The helmers follow the women through 2011, a year in which both battled painful life- and career-threatening health problems and media controversy, and into the 2012 tennis season, concluding with Serena’s fifth Wimbledon victory, a Brit grass-court record that now matches her sister’s. They also deploy ample and well-chosen archival footage that traces the athletes’ meteoric rise through the pro tennis ranks, and the constant excitement — sometimes tinged with criticism and resentment — they engendered.
Interviews with their now-divorced parents — the Svengali-like, controlling Richard and the down-to-earth Oracene — who still serve as their coaches, as well as commentary from fans, including former President Bill Clinton, Vogue editor Anna Wintour, comedian Chris Rock and longtime tennis champion and former oncourt bad boy John McEnroe, provide perspective on the sisters’ courage, determination, sense of family and race, and strength to fight on in the face of adversity.

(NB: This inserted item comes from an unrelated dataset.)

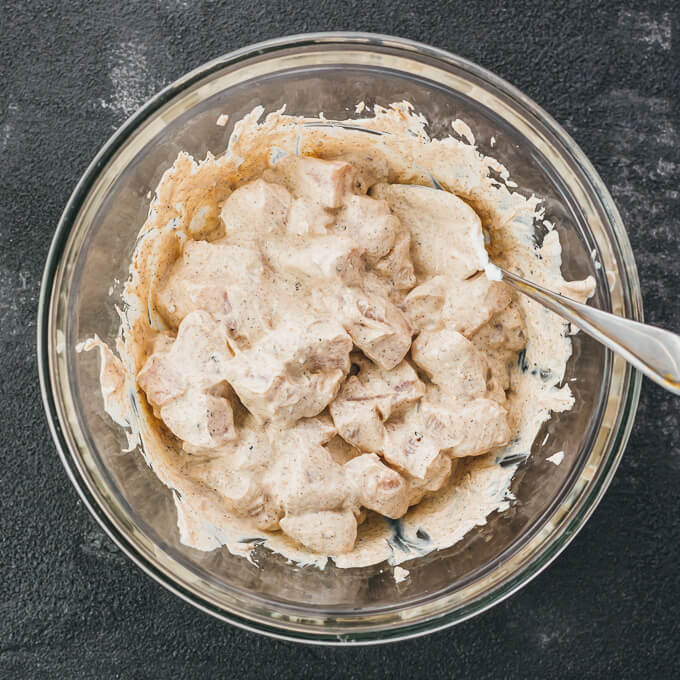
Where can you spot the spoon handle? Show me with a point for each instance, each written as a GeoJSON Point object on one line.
{"type": "Point", "coordinates": [652, 350]}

Although Venus and Serena are now pushing the limits of longevity in a body-punishing sport that requires extreme levels of fitness and strength, both maintain that they want to continue as professional athletes into their 40s. Off the court, the sisters are shown to be extremely close, sharing a Florida home and staff for part of the year, as well as many of the same interests; treatment of topics such as their lovelives is more discreet than revealing, with Serena more talkative than Venus about preferences and experiences.
The solid, well-paced production package boasts an appropriately triumphal score from Wyclef Jean, who appeared with Venus in an episode of the Sundance channel series “The Iconoclasts.”